Rossiter é psicólogo. Trabalhou nas Forças Armadas americanas. Conversou com um sem-número de veteranos de guerra. A partir dessas anotações e dessa experiência, Rossiter chega a alguns pontos em comum daquilo que ele considera “a mente esquerdista” como uma doença mental: são pessoas infantilizadas que não acreditam na própria capacidade, incapazes de construir seu próprio destino; portanto, apoiam um Estado forte e intervencionista, que os tutoreie e faça com que cumpram seu papel social. Essas pessoas, diz Rossiter, abraçam a ideia do Estado forte, uma espécie de Estado-paternal [as palavras são minhas] que seja duro contra aquilo que acreditam ser injusto socialmente e que os limite em suas ações individuais. O Estado torna-se o provedor de tudo e, ao assumir o papel de provedor, isenta os cidadãos de assumirem quaisquer responsabilidades.

A sequência desse pensamento parece lógica. Realmente: a esquerda, e quem pensa como a esquerda, espera um Estado forte e provedor. Isso não se discute. Anula o papel do indivíduo e as responsabilidades passam desse plano para o coletivo, numa ordem cerrada de objetivos a médio e longo prazos a fim de se “construir um mundo melhor e mais justo”. Prega o papel do igualitarismo de todos, menos daqueles que representam um obstáculo aos objetivos da “nova ordem” implantada. No fim e ao cabo, diz o autor, a mente esquerdista é tirânica e capaz de qualquer coisa, inclusas a mentira e o assassinato, para chegar ao seu fim.

É mentira? Não.

Mas é uma simplificação. Ou melhor: é um recorte mal feito e parcial, na tentativa, frustrada, de defender uma causa [e não uma tese]. Rossiter prega que a esquerda é má em princípio e quem a apoia e defende detém um distúrbio mental, tratável pela psicoterapia e uns remedinhos tarja-preta.

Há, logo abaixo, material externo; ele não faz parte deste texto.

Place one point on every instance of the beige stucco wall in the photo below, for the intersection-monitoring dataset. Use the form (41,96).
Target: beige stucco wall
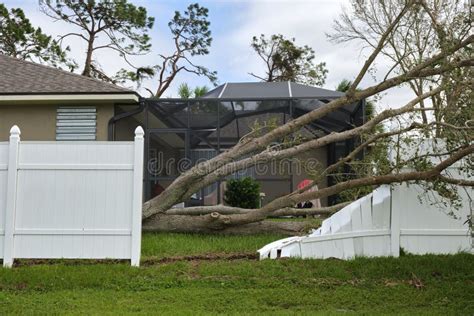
(38,121)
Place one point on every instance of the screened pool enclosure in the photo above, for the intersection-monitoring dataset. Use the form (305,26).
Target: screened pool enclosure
(182,132)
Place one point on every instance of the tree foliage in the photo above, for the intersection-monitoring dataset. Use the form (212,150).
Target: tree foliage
(191,38)
(285,61)
(412,158)
(427,26)
(186,92)
(114,25)
(20,39)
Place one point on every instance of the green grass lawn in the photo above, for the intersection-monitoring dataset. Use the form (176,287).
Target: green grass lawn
(408,285)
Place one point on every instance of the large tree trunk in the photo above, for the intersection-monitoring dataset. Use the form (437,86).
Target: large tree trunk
(205,224)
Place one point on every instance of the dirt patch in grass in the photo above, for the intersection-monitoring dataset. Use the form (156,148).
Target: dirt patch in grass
(202,257)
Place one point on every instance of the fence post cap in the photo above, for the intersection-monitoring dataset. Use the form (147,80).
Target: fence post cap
(15,130)
(139,131)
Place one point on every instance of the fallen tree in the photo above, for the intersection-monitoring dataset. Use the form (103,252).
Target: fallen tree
(449,70)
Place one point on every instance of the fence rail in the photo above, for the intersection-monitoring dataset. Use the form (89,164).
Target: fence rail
(65,199)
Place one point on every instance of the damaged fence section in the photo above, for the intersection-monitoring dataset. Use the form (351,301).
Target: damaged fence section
(63,199)
(382,223)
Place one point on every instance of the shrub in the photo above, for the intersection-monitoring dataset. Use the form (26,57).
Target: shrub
(244,193)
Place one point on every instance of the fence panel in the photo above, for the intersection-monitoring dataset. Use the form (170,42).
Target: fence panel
(76,200)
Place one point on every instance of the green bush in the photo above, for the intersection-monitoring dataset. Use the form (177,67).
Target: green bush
(244,193)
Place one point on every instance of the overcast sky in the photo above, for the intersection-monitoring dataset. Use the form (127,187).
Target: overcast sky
(233,23)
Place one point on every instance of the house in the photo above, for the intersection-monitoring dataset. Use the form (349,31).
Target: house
(52,104)
(181,132)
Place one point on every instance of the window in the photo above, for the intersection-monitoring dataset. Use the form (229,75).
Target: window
(76,123)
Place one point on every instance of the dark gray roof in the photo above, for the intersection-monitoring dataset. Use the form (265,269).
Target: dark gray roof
(263,90)
(23,77)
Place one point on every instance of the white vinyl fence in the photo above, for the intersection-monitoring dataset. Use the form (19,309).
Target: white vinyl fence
(64,199)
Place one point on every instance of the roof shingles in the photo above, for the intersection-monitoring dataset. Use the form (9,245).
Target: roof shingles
(24,77)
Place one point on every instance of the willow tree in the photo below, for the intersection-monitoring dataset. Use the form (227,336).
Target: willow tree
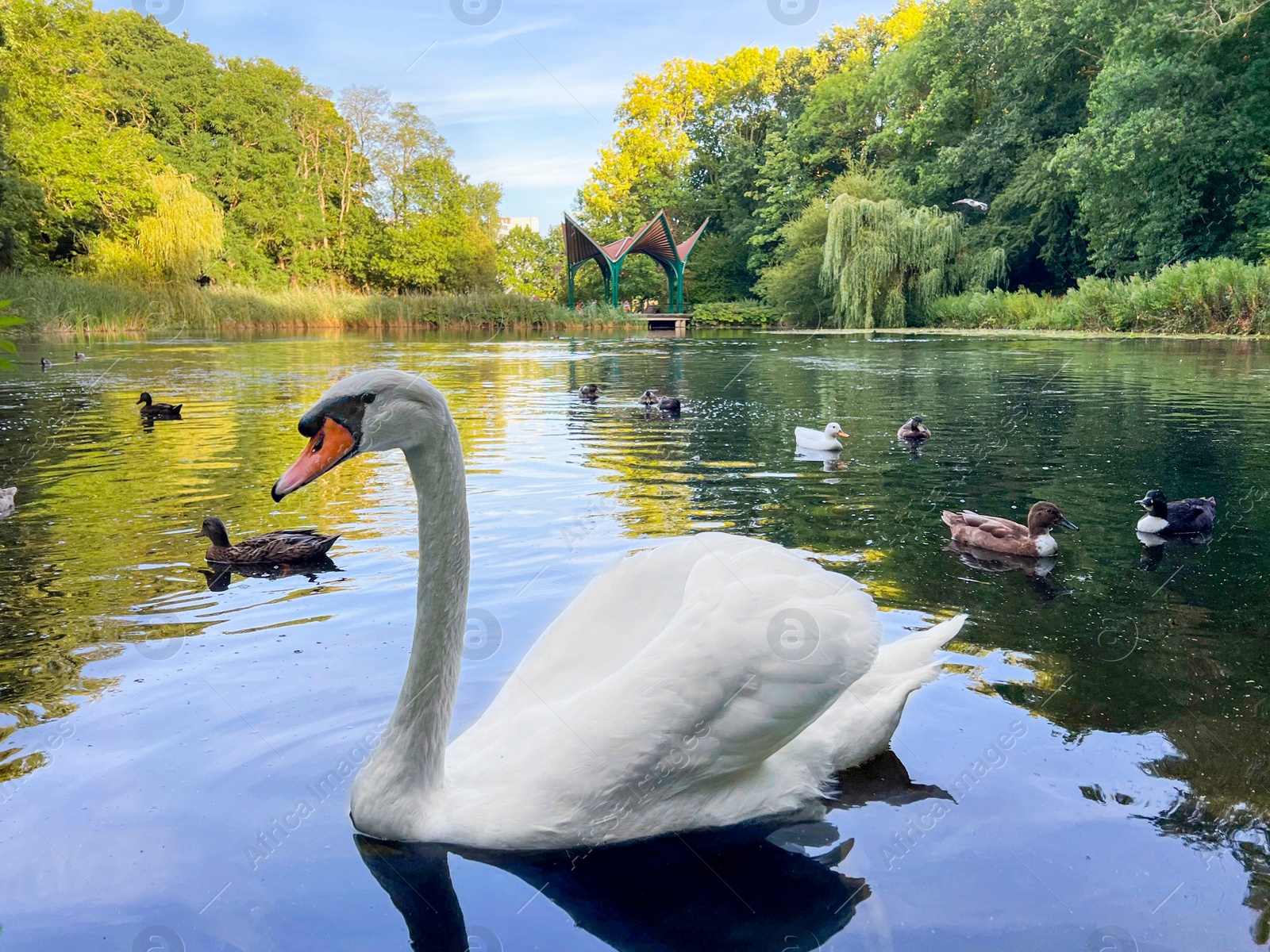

Acontece que esse comportamento, como podemos observar hoje, às vésperas da posse de Bolsonaro, identificado com a direita e cercado por homens de direita e seguidor daquele que é considerado “o guro da nova direita, Olavo de Carvalho”, esse comportamento, eu dizia, é comum a qualquer espectro político. Daí a direita, temerosa de ser identificada com o fascismo e o nazismo, rotular esses dois movimento como “esquerda”: partem do princípio que a doença ideológica é exclusiva dos marxistas-leninistas-trotskystas-stalinistas, mas não olham para o próprio umbigo, temerosos de perceber que eles próprios são portadores desse distúrbio mental que anula a individualidade e as responsabilidades e demoniza os opositores como “bandidos”.

A irresponsabilidade pessoal, assim, não é exclusiva da esquerda ou da direita, mas de qualquer um que seja infantilizado e espera uma figura paterna que cuide de seus interesses. Elogiar e defender Bolsonaro e equipe, concordar com sua postura autoritária e preconceituosa, acreditar que a “nova era” que ele representa são características opostas às dos últimos 15 anos [alguns são mais exagerados e dizem que mesmo o período da ditadura militar, desde 1964, era de esquerda] não é uma visão isenta, nem crítica e nem mesmo que pretende o bem comum, ainda que falem em nome do “povo brasileiro” e do “futuro da nação”. Falar em nome “do povo” e “da nação” é um dos princípios de qualquer governo ditatorial, seja de esquerda, seja de direita.

O livro de Rossiter é um malabarismo retórico. Apenas isso. Engajado numa ultrapassada Guerra Fria que ainda encontra comunistas embaixo da cama, faz de tudo para provar que o esquerdismo não é apenas uma posição política [errada, concordo], mas uma doença mental. Na ânsia de defender seu panfleto psico-político, abandona propositalmente todo o comportamento idêntico da direita.

A posse do Bolsonaro é o elogio da infantilização. Uma infantilização perigosa. Não se dá armas para crianças. Não se dá armas para crianças com distúrbios mentais. Foi que o a maioria dos brasileiros fez em 2018.